What things does the average irradiation depend upon?

A

Time of year and latitude.

41
Q

What type of trackers can we install?

A

1-axis trackers, that tracks the sun over the course of the day.
2-axis trackers, that also tracks the sun depending on time of year.

42
Q

What are the main applications of solar thermal energy?

A

i) Architecture (winter garden, low energy house)
ii) Non-concentrating solar collectors.
iii) Concetrating solar recievers

43
Q

How are non-concentrating solar collectors best realized?

A

By combining glass windows (selective transmission) with selective absorbers (prevents emission losses since emission is low, which it is because absorption is very low in the IR-range).

44
Q

Why are selective absorbers good?

A

Because they absorb in the frequency range of the incoming photons, but they do not absorb in the frequency range of IR. This is important since, through Kirchhoff’s law of radiation, the emissivity is large when the absorption is large. The typical range the absorber would emit would be in the IR-range, and since the absorption is low here, the emissivity is also low.

45
Q

Give examples of some frequently used selective absorbers. What are their typical absorption data?

A

Black chromium, black nickel and TiNOx.

Typical values:
for lambda 3µm: A = 5-10%, T = 0, R = 90-95%.

46
Q

What are concentrating solar recievers?

A

They use concentrated sunlight, concentrated by linear or parabolic mirrors, to heat a working media (steam, Stirling engines, phase change salts) to high temperatures of 400-1000 C.

47
Q

What is the maximum concentration for point focussing?

A

This is given by the opening angle of sun as seen from Earth.

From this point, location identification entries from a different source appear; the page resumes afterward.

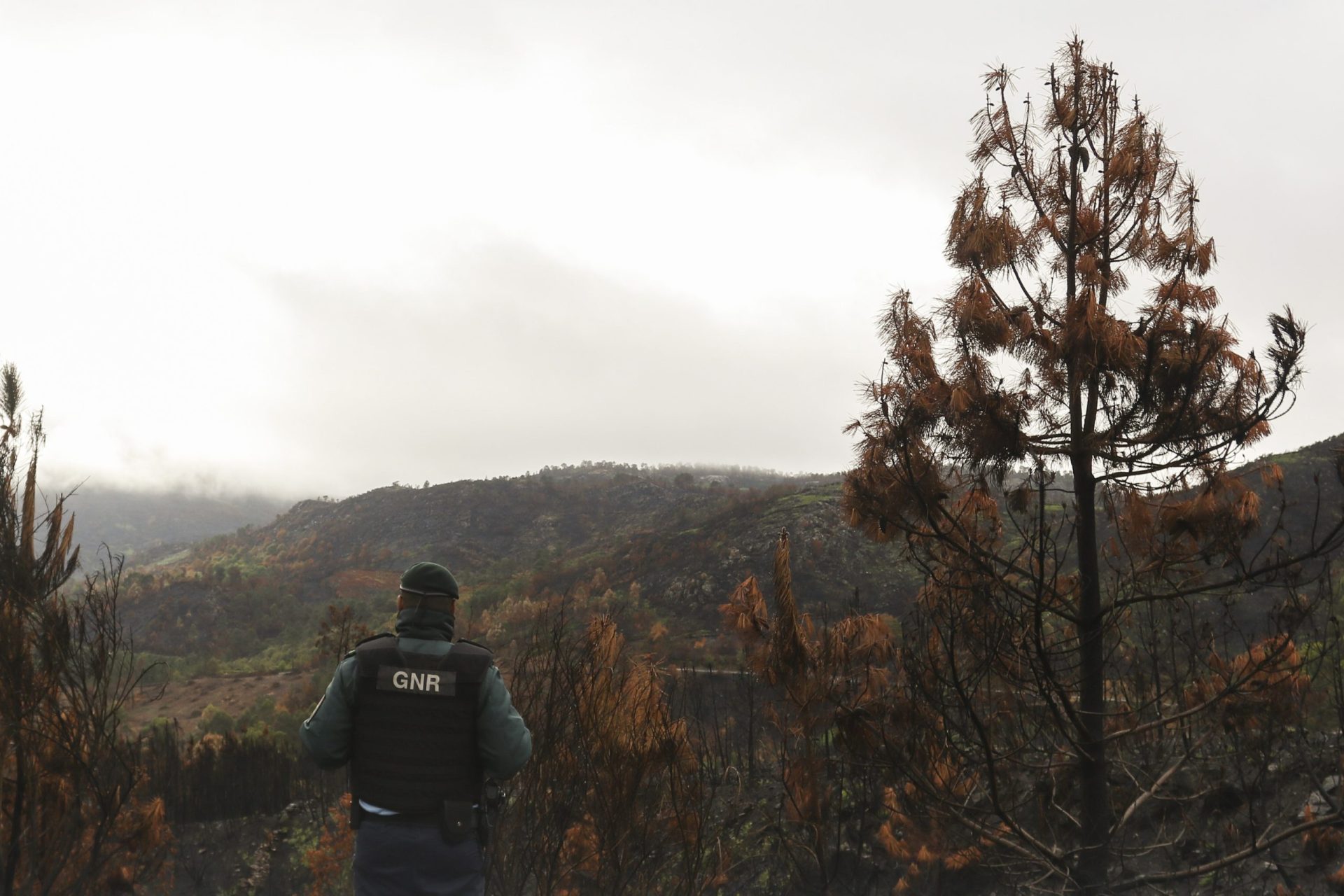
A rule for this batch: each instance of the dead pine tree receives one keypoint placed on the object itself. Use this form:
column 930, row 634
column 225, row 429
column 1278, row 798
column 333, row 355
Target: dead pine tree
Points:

alpha = arcsin R_sun / R_SE = 16’ = 0.27 deg = 0.0046 rad

Maximum concentration is given by

C_max = 1/alpha^2 = 46211.

For one-axis linear concentration, this is given as:

C_max, lin = sqrt(C_max) = 215

48
Q

What does the maximum concentration of point focussing determine?

A

It determines the maximum reachable absorber temperature, assuming ideal thermal isolation and e = 1.